Treat Type 2 Diabetes
IF may be a promising treatment for type 2 diabetes.
Fasting aids in weight loss, decreases insulin resistance, and favorably affects hormones released by fat cells that impact appetite and inflammation levels. That said, if you have diabetes, you should not attempt IF on your own without talking to your doctor first.
Fend Off Alzheimer’s Disease and Stroke
While research is still ongoing, some studies find that intermittent fasting may help decrease the risk of stroke and Alzheimer’s disease.
That said, much of this understanding comes from animal research, and it’s not clear when one should start IF during the course of their life to decrease the risk of neurological conditions. What’s more, despite what proponents say about IF improving cognitive abilities, such as focus, IF does not appear to be a short-term brain-booster.
Improve Nonalcoholic Fatty Liver Disease
In a systematic review and meta-analysis of six studies, people with nonalcoholic fatty liver disease (liver disease seen in people with obesity, diabetes, and metabolic syndrome) who practiced IF saw an improvement in liver function tests, compared with individuals who didn’t fast. The authors concluded this was because IF leads to weight loss.
Nonetheless, the researchers point out that more large-scale, randomized studies are needed before making specific recommendations.
Weight Loss Effects of Intermittent Fasting
When on IF, you’re simply eating during fewer time periods, whether that be fewer hours in the day or fewer days of eating. “In our research, we’ve found that time-restricted eating naturally cuts out several hundred calories per day,” says Dr. Varady. That roughly results in losing about one to two pounds per week, she has observed in her research. It’s similar to doing a calorie-restricted diet every day, but a touted benefit is that you don’t have to count calories.
One of her studies found that people who reduced their eating window to eight hours per day consumed about 300 fewer calories and lost about 3 percent of their body weight over 12 weeks. On the other hand, alternate-day fasting may help someone cut 25 to 35 percent of their daily calories (over the course of the week) and leads to weight loss of 4 to 6 percent of body weight over 12 weeks.
Another review of 11 meta-analyses concluded that IF, particularly alternate-day fasting, was beneficial for helping overweight or obese adults decrease their body mass index (BMI), a measure of body weight, better than a regular diet.

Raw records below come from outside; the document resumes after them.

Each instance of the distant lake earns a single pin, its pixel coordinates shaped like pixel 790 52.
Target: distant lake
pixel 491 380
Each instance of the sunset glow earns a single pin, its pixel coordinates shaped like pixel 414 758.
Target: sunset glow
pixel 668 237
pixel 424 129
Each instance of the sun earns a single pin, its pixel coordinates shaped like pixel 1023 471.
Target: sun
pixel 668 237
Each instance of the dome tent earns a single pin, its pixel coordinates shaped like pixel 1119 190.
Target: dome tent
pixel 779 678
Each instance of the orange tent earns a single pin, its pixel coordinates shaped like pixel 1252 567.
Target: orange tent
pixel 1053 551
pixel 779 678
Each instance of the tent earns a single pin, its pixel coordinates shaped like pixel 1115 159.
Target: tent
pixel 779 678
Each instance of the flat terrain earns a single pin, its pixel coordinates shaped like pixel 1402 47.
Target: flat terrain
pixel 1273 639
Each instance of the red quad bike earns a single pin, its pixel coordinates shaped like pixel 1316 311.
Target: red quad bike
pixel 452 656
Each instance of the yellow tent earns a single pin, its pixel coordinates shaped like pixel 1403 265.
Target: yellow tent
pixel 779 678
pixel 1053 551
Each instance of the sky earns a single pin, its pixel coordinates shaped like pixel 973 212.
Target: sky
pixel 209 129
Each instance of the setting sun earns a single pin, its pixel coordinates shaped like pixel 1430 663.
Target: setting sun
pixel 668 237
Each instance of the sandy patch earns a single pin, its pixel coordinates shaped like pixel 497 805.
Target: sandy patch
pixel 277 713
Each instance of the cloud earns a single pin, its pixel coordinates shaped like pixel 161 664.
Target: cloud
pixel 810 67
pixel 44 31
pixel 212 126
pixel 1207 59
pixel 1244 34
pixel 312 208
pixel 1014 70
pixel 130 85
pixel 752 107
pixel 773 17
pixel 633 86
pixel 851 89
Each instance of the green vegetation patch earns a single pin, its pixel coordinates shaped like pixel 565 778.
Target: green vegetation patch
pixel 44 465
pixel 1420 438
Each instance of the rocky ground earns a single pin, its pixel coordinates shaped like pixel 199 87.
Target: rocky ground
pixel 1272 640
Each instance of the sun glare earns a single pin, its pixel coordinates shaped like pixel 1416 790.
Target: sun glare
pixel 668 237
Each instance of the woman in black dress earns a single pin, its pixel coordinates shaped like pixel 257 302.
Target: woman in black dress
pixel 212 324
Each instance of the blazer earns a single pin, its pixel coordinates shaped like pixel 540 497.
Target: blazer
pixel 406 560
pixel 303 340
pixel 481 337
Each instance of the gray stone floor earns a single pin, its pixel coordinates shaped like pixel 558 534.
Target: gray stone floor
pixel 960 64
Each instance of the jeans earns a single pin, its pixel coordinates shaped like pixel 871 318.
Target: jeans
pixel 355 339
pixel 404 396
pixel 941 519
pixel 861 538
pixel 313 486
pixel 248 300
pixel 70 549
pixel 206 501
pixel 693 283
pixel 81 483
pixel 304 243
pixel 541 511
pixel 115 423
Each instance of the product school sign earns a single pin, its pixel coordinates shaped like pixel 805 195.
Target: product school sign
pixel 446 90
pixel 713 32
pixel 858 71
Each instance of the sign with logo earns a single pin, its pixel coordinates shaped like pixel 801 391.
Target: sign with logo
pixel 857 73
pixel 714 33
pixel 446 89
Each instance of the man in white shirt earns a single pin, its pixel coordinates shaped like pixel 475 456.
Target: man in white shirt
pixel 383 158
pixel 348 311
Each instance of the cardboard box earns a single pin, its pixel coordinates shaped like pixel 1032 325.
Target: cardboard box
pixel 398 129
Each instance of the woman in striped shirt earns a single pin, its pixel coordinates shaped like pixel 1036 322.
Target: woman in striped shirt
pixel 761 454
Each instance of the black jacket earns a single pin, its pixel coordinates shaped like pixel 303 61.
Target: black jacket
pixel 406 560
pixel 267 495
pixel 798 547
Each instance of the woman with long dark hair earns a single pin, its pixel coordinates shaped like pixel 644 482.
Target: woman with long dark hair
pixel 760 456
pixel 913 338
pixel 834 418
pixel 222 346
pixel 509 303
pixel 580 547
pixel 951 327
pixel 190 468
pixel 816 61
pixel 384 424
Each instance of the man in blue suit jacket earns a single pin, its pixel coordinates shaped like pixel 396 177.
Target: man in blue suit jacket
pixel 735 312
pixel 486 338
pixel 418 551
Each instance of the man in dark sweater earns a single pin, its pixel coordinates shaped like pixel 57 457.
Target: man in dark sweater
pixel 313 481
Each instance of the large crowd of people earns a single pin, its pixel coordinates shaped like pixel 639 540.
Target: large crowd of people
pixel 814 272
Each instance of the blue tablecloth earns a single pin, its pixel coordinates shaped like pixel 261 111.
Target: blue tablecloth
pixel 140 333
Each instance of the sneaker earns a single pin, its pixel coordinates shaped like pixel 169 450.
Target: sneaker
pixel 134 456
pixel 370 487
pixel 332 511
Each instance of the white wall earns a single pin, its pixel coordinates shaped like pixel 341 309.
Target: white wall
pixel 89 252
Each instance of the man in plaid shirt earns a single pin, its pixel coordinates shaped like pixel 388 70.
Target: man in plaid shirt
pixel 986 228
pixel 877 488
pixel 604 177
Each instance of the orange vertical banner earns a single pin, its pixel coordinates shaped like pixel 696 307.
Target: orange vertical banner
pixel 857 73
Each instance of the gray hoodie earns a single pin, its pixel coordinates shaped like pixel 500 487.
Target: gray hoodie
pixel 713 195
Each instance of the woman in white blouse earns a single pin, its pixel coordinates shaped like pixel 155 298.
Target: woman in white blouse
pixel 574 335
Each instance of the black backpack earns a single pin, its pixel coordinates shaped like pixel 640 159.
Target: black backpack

“With alternate-day fasting, the weight comes off twice as fast,” says Varady. The thing is, compared with time-restricted eating, many people find alternate-day fasting more difficult to sustain and fit into real-life scenarios, she says. In Varady’s research, 30 to 40 percent of people dropped out of alternate-day fasting studies, she says. Conversely, time-restricted eating only has a dropout rate of 5 percent in Varady’s research.
That said, more long-term data (based on following people for one to two years) is needed. The majority of Varady’s published research has lasted a maximum of six months.